In some ways, it makes me a bit embarrassed to admit. After all, here I am, a middle-aged woman, I am smart and educated and successful, and single and childless…It’s not like I have much to show for having to care for others in my life over myself, and yet, I have.
I have centered others even though my mother did her best to raise me with the core and foundational belief that I was capable and could do whatever I wanted to do. She knew she needed to counter my father’s verbal abuse and emotional unavailability and the absence of that, so she tried.
And yet, we learn from our parents’ actions even when they tell us to “believe as I say and not as I do.”
I consider now the ways in which I learned co-dependency and enabling, and the normalcy of instability and chaos in a relationship, with the woman over-extending and over-giving in a relationship, with the man owning no accountability.
This is how I was raised. This is what I saw. I have gravitated to those traits in my partnerships as well.
I think this is part of it. The other obvious factor is that we live in a patriarchal society, where men are taught that they are the Subject, the one to be focused on. However, unintentionally and however much we are unaware of that, we are raised in/influenced by these cultures.
This culture: where we expect little girls to prefer dolls and imagine “playing house” scenarios, where we cook and clean and caretake for another. We do this from the time we are so small that we probably don’t even remember a time when we didn’t have these internalized messages.
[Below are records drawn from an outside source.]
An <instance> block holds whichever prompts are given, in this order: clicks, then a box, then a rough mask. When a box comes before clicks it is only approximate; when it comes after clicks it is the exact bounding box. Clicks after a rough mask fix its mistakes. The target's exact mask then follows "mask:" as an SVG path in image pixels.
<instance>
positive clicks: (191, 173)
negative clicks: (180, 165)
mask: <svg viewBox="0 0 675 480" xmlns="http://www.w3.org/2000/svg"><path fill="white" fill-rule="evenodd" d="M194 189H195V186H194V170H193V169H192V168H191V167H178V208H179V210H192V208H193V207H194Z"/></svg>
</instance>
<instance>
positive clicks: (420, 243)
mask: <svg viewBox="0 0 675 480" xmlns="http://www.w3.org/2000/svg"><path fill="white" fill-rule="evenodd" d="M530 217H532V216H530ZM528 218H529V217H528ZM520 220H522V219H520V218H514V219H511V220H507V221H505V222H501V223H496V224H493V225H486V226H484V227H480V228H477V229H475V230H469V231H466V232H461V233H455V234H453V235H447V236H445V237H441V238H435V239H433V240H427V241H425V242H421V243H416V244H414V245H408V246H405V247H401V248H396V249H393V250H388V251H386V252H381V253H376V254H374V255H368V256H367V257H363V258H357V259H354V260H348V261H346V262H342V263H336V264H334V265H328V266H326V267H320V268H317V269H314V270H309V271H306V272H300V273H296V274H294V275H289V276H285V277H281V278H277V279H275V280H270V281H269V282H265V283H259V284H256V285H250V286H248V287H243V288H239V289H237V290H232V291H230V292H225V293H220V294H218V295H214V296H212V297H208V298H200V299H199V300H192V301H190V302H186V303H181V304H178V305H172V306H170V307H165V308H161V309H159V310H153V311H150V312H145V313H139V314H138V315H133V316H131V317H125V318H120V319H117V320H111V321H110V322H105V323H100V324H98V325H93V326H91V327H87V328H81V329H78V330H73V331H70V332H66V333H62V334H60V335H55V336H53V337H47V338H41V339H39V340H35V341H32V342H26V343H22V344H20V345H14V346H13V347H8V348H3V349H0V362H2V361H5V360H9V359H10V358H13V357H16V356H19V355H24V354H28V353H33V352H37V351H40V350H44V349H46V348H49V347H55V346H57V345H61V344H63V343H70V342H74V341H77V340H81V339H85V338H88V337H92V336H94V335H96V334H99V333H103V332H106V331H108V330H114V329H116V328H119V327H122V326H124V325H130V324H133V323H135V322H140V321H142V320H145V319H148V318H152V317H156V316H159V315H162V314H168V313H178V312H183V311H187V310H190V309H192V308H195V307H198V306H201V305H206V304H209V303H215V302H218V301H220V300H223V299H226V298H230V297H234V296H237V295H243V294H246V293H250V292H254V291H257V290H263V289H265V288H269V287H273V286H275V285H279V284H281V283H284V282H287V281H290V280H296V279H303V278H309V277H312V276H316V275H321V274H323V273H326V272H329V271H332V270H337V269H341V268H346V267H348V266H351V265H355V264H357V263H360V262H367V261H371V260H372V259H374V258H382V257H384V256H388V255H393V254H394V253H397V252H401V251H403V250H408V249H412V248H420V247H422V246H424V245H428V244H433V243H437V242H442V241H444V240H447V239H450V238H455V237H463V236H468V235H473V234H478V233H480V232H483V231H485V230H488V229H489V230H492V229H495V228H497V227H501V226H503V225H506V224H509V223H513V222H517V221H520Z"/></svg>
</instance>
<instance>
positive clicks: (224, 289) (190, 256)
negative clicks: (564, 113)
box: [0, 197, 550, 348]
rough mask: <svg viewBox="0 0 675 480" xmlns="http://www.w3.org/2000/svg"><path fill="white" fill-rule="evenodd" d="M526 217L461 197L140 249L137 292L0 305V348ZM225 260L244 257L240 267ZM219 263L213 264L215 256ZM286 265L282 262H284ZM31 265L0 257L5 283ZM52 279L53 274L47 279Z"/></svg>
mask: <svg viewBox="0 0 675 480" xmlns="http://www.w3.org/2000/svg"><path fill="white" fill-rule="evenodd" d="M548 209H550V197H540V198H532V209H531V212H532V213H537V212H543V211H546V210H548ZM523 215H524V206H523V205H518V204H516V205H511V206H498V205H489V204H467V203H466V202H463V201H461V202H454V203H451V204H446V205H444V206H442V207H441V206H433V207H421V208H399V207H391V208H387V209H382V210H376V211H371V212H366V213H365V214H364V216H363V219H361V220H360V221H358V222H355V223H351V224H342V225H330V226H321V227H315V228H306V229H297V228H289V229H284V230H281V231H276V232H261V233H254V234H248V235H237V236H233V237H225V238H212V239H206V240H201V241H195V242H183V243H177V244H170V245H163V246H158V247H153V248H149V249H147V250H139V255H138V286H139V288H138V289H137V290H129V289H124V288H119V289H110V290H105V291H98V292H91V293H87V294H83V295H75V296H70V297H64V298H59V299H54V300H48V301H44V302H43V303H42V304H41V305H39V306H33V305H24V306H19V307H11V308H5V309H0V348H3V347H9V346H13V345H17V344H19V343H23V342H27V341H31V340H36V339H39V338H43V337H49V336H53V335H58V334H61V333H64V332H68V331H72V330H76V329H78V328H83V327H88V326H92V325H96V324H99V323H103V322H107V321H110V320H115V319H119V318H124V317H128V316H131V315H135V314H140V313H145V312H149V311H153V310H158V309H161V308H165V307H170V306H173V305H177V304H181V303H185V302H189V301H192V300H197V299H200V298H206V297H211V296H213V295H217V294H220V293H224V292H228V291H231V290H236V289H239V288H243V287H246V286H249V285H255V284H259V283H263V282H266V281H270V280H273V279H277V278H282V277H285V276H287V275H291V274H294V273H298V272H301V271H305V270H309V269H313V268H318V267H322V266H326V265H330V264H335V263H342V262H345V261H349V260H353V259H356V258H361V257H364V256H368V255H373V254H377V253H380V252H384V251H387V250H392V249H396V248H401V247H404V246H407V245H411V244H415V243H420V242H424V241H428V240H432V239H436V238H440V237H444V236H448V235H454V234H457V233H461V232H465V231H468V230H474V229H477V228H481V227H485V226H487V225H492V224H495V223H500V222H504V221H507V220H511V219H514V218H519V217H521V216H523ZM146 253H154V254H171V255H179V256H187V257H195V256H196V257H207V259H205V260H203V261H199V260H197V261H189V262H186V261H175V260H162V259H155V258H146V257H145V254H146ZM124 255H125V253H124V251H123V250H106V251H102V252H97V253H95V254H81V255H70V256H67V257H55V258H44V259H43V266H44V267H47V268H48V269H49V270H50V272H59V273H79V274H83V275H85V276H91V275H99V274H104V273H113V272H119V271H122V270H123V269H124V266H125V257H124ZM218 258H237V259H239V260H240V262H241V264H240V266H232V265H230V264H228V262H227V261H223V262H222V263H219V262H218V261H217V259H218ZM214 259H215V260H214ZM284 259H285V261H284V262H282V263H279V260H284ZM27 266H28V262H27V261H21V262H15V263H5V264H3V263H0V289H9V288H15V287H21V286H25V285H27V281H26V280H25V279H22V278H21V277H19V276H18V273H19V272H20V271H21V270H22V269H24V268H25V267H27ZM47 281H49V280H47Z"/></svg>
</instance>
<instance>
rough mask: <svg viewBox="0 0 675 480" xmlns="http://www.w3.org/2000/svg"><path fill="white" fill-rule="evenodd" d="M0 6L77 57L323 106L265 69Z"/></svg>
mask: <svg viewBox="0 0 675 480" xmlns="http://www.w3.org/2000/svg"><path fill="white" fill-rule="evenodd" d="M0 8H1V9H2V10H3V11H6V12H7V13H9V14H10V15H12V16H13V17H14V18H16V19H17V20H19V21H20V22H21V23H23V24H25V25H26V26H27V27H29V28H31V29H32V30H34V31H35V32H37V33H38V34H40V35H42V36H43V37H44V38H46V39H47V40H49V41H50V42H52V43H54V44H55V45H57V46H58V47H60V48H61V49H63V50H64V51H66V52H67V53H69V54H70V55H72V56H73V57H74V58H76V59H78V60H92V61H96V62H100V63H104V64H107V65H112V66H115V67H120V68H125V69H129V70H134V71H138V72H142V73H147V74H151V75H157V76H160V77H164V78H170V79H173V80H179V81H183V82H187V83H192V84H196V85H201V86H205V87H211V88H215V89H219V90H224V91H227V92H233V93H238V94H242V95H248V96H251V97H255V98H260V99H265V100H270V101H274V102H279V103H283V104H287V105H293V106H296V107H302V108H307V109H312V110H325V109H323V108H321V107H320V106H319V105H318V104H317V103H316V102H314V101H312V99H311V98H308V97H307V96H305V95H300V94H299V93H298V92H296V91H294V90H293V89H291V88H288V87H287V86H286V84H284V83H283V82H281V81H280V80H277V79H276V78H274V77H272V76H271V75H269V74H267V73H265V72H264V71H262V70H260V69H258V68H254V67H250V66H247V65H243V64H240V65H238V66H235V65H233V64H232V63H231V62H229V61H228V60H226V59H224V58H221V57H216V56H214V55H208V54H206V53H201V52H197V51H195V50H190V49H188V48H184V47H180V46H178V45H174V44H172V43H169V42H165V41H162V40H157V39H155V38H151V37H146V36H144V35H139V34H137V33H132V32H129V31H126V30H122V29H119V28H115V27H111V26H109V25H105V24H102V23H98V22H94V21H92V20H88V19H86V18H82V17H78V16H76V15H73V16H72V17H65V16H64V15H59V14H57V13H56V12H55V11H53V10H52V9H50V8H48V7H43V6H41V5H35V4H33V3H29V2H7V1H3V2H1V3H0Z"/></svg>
Whereas, the little boys were often the ones who play the action packed games: trucks and building and fighting. The one who took action. Who focused on themselves.
Now, I am not saying this is always the case, and certainly I am delighted to see it changing with more progressive and open-minded parents who don’t just stick to or adhere to traditional gender roles in the ways that their children are growing up…allowing them to play with whatever they want.
Still, these “traditional gender norm” messages run pretty strong in our culture and society. And even if you are a parent who desperately tries to push against them with your kids, we simply cannot be cognizant of all the ways in which our kids otherwise receive these messages: commercials, school classrooms, the playground, sleepover at a friend’s house, etc.
I know that I did.
And now, at this point in my life, 40, single and childless, it’s amazing to me: I am just now starting to come into my own skin, to recognize that I am the one worth prioritizing.
Because even though I have no partner or children, I will still (sometimes overly) focused on others—my students, my friends, my neighbors.
All of that is well and good, to an extent.
But not when I forget to give love and care to me, to neglect myself. Which I have. Which I do.
My friend and I were talking about this the other night, as we were reflecting on how even good men [usually] don’t have to be taught to prioritize themselves, to center their own needs, and to be focused on their own boundaries.
Not all men, certainly. But enough. A majority.
So, as a middle-aged woman, I finally realize, as I responded to another’s social media post the other day—
I am my own best thing.
I am the great love of my life.
I have said this before, but it is worth repeating. Because, for many of us women, we are unlearning decades of internalized and external messages.
We are going against the grain of what society teaches us. Swimming against the current.
I feel that I was made to be childless and partner-less at this point in my life so that I could intentionally focus on my own healing and growth.
I am a very loving and generous person. Thoughtful, considerate, empathetic and compassionate. I know this about myself; others have noted it often.
I am very good at doing that for other people.
But I am still learning to do that myself. I often feel that I am in my infancy in this area of my life. Sometimes I suck at it, to be quite frank.
But I am trying. My mother never could. I strive to be different, the way I was taught and she would want me to be. The healthier way.
That is part of my healing journey.
I am learning to wander alone, to be solivagant.